Curiosity brings you to the gallery to see the original works of the following celebrities: Janice Joplin, John Lennon, Grace Slick, Mohammed Ali, Jacques Cousteau, David Bowie, Paul McCartney, Sid Cesear, Nancy Wilson, Red Foxx, Jimi Hendrix, Tony Curtis, Johnny Cash, Michael Jackson, Charleston Heston, Phyllis Diller and Richard Petty.
You will leave the exhibition with an unexpected and surprisingly pleasant experience. We can compare what we’ve already experienced, the mass media’s way of meeting a celebrity, and contrast it with something that feels personal and private. The more you know about each star, the more you’ll appreciate the experience of seeing the exhibit.
Jimi Hendrix’s career, for example, gained popularity with his first single “Hey Joe” and its follow-up “Purple Haze”. A pioneer and one of the pre-eminent instrumentalists in rock music history, Hendrix manipulated the distortion and feedback of an electric guitar into a kind of fluid language.

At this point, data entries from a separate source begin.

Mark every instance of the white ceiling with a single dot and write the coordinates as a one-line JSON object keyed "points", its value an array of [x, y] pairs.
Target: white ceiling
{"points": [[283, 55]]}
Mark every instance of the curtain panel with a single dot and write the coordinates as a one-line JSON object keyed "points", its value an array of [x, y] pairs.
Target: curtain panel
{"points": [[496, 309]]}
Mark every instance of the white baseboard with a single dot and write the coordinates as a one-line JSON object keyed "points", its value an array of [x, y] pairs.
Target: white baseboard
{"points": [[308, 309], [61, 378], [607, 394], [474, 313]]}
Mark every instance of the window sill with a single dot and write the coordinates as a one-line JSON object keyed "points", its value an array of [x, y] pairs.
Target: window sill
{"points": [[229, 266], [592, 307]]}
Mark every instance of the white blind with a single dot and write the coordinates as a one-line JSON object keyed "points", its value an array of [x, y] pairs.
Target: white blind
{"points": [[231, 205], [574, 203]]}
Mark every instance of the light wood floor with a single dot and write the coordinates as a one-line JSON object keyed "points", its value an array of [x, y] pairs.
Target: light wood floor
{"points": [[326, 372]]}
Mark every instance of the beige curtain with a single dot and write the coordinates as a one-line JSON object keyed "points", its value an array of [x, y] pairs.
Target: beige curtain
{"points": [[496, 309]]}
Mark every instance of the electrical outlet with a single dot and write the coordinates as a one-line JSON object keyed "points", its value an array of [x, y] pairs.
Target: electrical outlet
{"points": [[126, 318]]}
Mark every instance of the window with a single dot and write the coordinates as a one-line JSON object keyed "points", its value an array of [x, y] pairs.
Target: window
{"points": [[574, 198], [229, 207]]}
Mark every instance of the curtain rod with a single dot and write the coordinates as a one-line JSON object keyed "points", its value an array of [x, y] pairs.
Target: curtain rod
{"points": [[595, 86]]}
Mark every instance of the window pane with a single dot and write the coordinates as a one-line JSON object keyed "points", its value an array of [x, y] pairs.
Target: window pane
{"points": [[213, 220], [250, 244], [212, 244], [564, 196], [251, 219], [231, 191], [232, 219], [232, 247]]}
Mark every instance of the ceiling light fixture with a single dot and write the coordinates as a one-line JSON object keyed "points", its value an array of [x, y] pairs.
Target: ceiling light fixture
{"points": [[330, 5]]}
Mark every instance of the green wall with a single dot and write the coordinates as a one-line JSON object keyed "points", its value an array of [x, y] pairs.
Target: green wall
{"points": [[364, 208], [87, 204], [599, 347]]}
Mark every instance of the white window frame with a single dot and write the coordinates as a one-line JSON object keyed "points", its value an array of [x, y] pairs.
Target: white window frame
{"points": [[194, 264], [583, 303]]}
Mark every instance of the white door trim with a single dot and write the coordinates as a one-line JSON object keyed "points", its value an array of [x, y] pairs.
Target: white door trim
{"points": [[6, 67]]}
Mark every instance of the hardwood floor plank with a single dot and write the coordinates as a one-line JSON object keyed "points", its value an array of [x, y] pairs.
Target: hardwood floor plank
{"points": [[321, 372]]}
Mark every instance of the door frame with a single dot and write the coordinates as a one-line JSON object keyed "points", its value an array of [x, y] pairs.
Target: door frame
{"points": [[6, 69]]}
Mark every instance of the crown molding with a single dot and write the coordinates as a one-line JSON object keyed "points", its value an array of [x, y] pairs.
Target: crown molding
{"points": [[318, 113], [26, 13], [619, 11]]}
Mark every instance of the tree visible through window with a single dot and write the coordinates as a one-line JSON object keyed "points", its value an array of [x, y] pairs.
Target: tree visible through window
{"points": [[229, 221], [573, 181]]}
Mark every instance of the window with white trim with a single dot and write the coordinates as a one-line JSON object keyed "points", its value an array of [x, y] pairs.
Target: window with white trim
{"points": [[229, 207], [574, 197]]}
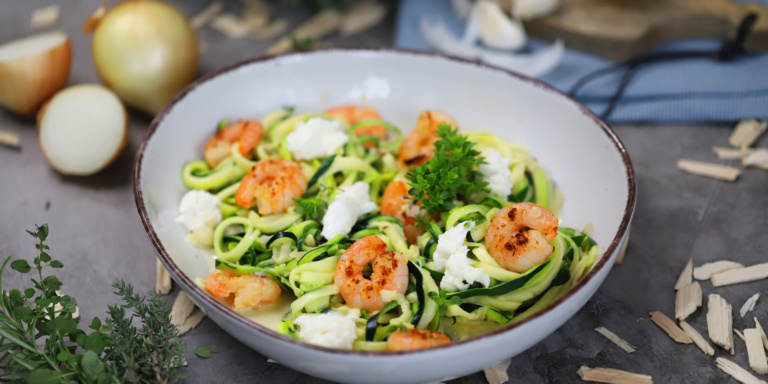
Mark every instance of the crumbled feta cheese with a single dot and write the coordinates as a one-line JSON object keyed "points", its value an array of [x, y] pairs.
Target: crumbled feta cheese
{"points": [[347, 206], [327, 329], [199, 213], [496, 172], [451, 255], [316, 137]]}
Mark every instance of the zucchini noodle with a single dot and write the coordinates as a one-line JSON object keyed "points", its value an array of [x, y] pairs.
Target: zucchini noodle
{"points": [[289, 247]]}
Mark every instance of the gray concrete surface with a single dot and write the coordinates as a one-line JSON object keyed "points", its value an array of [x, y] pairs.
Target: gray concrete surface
{"points": [[96, 232]]}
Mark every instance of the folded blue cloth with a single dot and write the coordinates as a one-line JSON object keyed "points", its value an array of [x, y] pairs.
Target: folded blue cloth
{"points": [[689, 90]]}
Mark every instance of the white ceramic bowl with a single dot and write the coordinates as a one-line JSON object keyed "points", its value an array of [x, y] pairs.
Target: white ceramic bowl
{"points": [[582, 155]]}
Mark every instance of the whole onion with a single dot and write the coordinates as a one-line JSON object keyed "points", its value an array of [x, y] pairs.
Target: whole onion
{"points": [[146, 51]]}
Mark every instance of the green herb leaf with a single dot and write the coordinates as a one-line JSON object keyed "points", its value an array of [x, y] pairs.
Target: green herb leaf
{"points": [[203, 352]]}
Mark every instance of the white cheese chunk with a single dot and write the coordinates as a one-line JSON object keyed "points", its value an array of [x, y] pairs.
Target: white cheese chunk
{"points": [[347, 206], [199, 213], [327, 329], [316, 137], [496, 172]]}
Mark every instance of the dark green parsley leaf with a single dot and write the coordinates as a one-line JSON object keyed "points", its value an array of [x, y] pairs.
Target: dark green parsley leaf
{"points": [[203, 352]]}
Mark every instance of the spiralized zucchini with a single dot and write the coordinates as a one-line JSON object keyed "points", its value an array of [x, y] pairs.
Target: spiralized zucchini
{"points": [[289, 247]]}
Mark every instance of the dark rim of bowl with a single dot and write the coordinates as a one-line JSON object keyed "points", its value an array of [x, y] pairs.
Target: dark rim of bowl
{"points": [[188, 284]]}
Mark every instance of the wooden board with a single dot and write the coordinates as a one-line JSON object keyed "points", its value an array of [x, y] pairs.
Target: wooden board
{"points": [[621, 29]]}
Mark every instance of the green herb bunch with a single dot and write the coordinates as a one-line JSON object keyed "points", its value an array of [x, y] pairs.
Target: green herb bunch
{"points": [[41, 343], [450, 175]]}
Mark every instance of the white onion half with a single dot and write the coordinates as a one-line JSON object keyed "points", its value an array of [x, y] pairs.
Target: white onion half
{"points": [[82, 129], [32, 69]]}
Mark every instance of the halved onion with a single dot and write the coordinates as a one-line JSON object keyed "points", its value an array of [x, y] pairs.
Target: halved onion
{"points": [[32, 69], [82, 129]]}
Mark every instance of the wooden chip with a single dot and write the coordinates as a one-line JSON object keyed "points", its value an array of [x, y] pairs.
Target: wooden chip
{"points": [[207, 15], [272, 30], [687, 301], [749, 304], [182, 308], [705, 271], [43, 17], [497, 373], [755, 351], [623, 344], [317, 27], [685, 277], [697, 338], [742, 275], [93, 20], [623, 251], [715, 171], [615, 376], [746, 132], [670, 328], [163, 282], [762, 333], [230, 26], [738, 373], [191, 322], [758, 158], [363, 16], [720, 322], [9, 139]]}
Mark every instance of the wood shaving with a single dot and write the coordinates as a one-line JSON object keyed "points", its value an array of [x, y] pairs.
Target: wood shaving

While superstar Hendrix is travelling, waiting in a motel room for a concert, or at home – what and why did he choose to paint, and which style best suits the fluid language of his music? Would it be a narrative story and have a character in the picture? What would the character do?
Hendrix was probably sensitive to seeing color as sound. Instead of a narrative style, Hendrix chose patterns and abstract colored shapes to create movement on the surface of the page. Each color chosen creates a rhythm: the color yellow jumps forward, sky blue slows down the repetitive beat and keeps us in a musical pause, while the color deep red, like a symphony slowly gaining volume, gains momentum in the overall composition.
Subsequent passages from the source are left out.